God desperately wants you to be committed to this city. Now, Washington is the place that everybody uses to get what they want and go someplace else. You've used this as the Atlanta of your occupational life. Atlanta is where all the flights have got to go. It's the connecting city to where people want to be. It's the hub where people can get their next flight out.
You've got someplace where you want to retire and die. But it is not here. Let me tell you what that does. It makes you a renter, not an owner. So when bad stuff happens in our community, you never take responsibility. Case in point: the last three weeks. You know what I am grateful about? That God answered our prayers.
We prayed along with the whole body of Christ around this nation: "God, have mercy. Lord, catch this guy. Help the police to get clues. Help him to make a mistake. Help him to fall into the pit which he's dug for others.
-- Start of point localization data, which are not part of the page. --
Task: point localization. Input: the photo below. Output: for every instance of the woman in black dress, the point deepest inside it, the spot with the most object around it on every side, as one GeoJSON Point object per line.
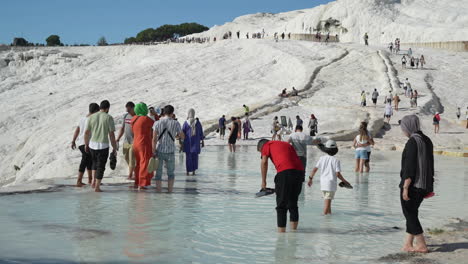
{"type": "Point", "coordinates": [233, 135]}
{"type": "Point", "coordinates": [417, 180]}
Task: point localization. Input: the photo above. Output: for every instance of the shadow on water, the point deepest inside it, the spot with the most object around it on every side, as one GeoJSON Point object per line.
{"type": "Point", "coordinates": [335, 231]}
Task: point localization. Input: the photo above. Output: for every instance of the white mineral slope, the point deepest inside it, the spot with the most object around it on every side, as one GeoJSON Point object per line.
{"type": "Point", "coordinates": [384, 20]}
{"type": "Point", "coordinates": [47, 95]}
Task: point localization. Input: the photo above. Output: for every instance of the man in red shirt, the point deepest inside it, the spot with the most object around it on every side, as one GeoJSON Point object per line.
{"type": "Point", "coordinates": [288, 180]}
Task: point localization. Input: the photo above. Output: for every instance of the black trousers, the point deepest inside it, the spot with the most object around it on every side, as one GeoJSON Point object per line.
{"type": "Point", "coordinates": [288, 185]}
{"type": "Point", "coordinates": [86, 160]}
{"type": "Point", "coordinates": [99, 158]}
{"type": "Point", "coordinates": [411, 209]}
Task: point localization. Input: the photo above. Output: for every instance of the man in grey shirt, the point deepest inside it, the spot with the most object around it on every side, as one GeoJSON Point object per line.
{"type": "Point", "coordinates": [126, 131]}
{"type": "Point", "coordinates": [165, 132]}
{"type": "Point", "coordinates": [299, 141]}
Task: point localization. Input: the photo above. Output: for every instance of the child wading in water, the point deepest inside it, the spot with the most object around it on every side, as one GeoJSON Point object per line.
{"type": "Point", "coordinates": [330, 170]}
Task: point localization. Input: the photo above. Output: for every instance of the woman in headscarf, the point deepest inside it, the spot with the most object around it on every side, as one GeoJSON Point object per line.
{"type": "Point", "coordinates": [193, 141]}
{"type": "Point", "coordinates": [417, 180]}
{"type": "Point", "coordinates": [247, 126]}
{"type": "Point", "coordinates": [142, 145]}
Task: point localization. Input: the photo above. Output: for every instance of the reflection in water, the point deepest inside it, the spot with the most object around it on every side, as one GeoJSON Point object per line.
{"type": "Point", "coordinates": [138, 234]}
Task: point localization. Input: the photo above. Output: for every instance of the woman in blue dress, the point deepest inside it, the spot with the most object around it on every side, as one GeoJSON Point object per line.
{"type": "Point", "coordinates": [193, 141]}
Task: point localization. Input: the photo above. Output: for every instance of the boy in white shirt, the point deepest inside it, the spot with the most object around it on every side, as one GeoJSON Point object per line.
{"type": "Point", "coordinates": [330, 169]}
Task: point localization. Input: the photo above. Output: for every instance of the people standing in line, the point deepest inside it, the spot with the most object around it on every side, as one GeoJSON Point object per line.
{"type": "Point", "coordinates": [193, 141]}
{"type": "Point", "coordinates": [165, 132]}
{"type": "Point", "coordinates": [222, 127]}
{"type": "Point", "coordinates": [126, 131]}
{"type": "Point", "coordinates": [368, 147]}
{"type": "Point", "coordinates": [275, 129]}
{"type": "Point", "coordinates": [233, 134]}
{"type": "Point", "coordinates": [100, 131]}
{"type": "Point", "coordinates": [417, 181]}
{"type": "Point", "coordinates": [313, 124]}
{"type": "Point", "coordinates": [142, 128]}
{"type": "Point", "coordinates": [330, 171]}
{"type": "Point", "coordinates": [299, 140]}
{"type": "Point", "coordinates": [299, 121]}
{"type": "Point", "coordinates": [422, 60]}
{"type": "Point", "coordinates": [86, 160]}
{"type": "Point", "coordinates": [246, 110]}
{"type": "Point", "coordinates": [288, 180]}
{"type": "Point", "coordinates": [360, 143]}
{"type": "Point", "coordinates": [247, 127]}
{"type": "Point", "coordinates": [363, 99]}
{"type": "Point", "coordinates": [435, 122]}
{"type": "Point", "coordinates": [388, 112]}
{"type": "Point", "coordinates": [403, 62]}
{"type": "Point", "coordinates": [375, 96]}
{"type": "Point", "coordinates": [396, 100]}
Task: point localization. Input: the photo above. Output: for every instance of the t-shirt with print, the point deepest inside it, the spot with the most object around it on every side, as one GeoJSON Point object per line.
{"type": "Point", "coordinates": [283, 156]}
{"type": "Point", "coordinates": [328, 166]}
{"type": "Point", "coordinates": [128, 133]}
{"type": "Point", "coordinates": [100, 125]}
{"type": "Point", "coordinates": [82, 125]}
{"type": "Point", "coordinates": [171, 128]}
{"type": "Point", "coordinates": [299, 141]}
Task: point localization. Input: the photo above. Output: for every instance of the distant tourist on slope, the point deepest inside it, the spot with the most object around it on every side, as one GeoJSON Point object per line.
{"type": "Point", "coordinates": [275, 129]}
{"type": "Point", "coordinates": [99, 131]}
{"type": "Point", "coordinates": [396, 101]}
{"type": "Point", "coordinates": [246, 109]}
{"type": "Point", "coordinates": [363, 99]}
{"type": "Point", "coordinates": [247, 127]}
{"type": "Point", "coordinates": [288, 180]}
{"type": "Point", "coordinates": [435, 122]}
{"type": "Point", "coordinates": [403, 62]}
{"type": "Point", "coordinates": [388, 112]}
{"type": "Point", "coordinates": [126, 131]}
{"type": "Point", "coordinates": [330, 172]}
{"type": "Point", "coordinates": [375, 96]}
{"type": "Point", "coordinates": [141, 126]}
{"type": "Point", "coordinates": [194, 140]}
{"type": "Point", "coordinates": [222, 126]}
{"type": "Point", "coordinates": [417, 180]}
{"type": "Point", "coordinates": [233, 134]}
{"type": "Point", "coordinates": [422, 60]}
{"type": "Point", "coordinates": [313, 123]}
{"type": "Point", "coordinates": [86, 160]}
{"type": "Point", "coordinates": [299, 121]}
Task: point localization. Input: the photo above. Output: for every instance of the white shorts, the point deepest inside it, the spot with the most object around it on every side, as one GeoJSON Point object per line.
{"type": "Point", "coordinates": [328, 195]}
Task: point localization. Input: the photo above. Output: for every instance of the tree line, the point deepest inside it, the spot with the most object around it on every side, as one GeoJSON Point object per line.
{"type": "Point", "coordinates": [166, 32]}
{"type": "Point", "coordinates": [161, 33]}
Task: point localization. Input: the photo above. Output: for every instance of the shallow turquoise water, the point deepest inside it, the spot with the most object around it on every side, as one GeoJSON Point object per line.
{"type": "Point", "coordinates": [214, 217]}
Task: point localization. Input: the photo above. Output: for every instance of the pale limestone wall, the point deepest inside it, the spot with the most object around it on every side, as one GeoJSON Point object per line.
{"type": "Point", "coordinates": [449, 45]}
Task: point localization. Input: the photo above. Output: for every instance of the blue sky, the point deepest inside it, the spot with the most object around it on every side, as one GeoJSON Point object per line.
{"type": "Point", "coordinates": [84, 21]}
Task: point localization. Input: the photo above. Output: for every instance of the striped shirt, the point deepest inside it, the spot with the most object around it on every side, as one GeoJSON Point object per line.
{"type": "Point", "coordinates": [166, 143]}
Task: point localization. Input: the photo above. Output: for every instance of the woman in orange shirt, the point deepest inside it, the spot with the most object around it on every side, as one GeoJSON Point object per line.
{"type": "Point", "coordinates": [142, 148]}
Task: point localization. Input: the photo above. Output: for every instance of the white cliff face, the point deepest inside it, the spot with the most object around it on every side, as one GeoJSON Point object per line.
{"type": "Point", "coordinates": [383, 20]}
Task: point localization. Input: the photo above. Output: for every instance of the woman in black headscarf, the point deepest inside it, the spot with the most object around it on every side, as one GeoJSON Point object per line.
{"type": "Point", "coordinates": [417, 180]}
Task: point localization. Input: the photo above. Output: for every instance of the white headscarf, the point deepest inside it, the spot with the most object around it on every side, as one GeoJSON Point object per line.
{"type": "Point", "coordinates": [192, 121]}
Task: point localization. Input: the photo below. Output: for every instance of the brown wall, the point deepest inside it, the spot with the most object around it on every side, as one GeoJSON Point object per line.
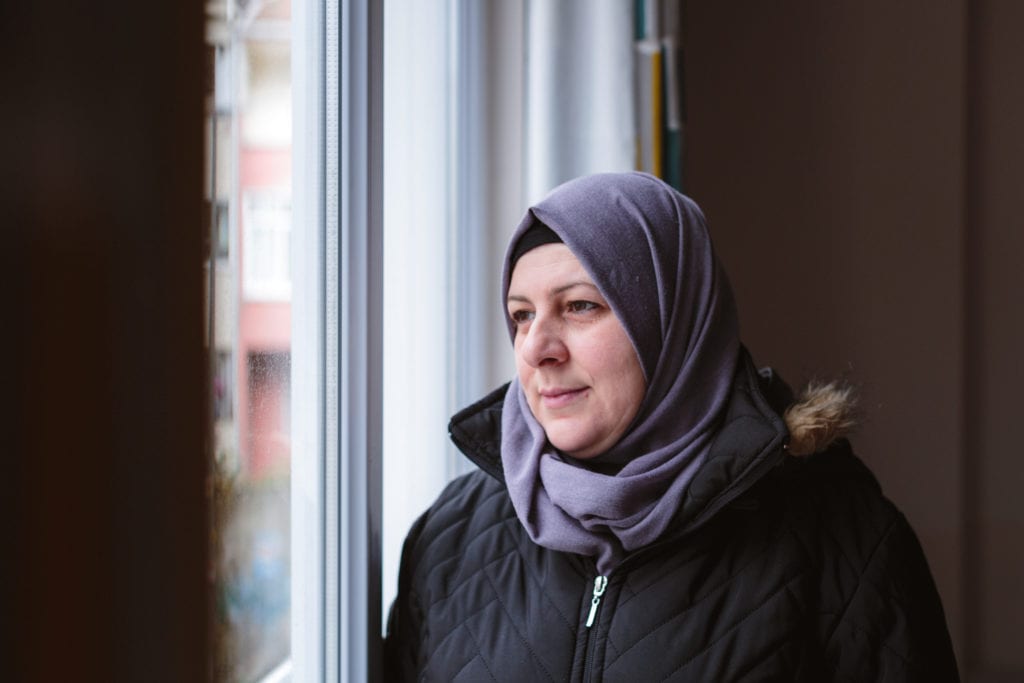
{"type": "Point", "coordinates": [858, 163]}
{"type": "Point", "coordinates": [102, 489]}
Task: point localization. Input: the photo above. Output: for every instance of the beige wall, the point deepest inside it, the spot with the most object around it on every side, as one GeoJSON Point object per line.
{"type": "Point", "coordinates": [860, 167]}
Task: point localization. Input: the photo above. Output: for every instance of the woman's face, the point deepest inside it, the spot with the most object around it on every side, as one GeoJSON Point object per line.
{"type": "Point", "coordinates": [577, 366]}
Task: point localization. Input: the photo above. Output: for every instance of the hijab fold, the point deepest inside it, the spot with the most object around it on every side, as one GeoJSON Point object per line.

Help him to get so proud and so confident that he blows it." We know we can't take credit for what happened, but we participated. And it happened just like we asked.
There's hope for this community if God answered our prayer. He's really concerned for the welfare of this city. There's hope for the redemption of this place. Now, when you're a renter, when stuff happens, it's not your problem. You just hope it doesn't come your way.
Is this city yours? Is it really yours? Do you feel pain when someone dies a violent death in this city? Do you feel the pain of a lack of integrity in our government system? Or are you saying that as long as it doesn't affect your world, you're just going to go on and pretend it's not your problem or your job to fix. What are you doing while you live here? Are you just treading water until you go someplace else? Do something. Make it home. Don't act as though this is a connecting city to someplace else.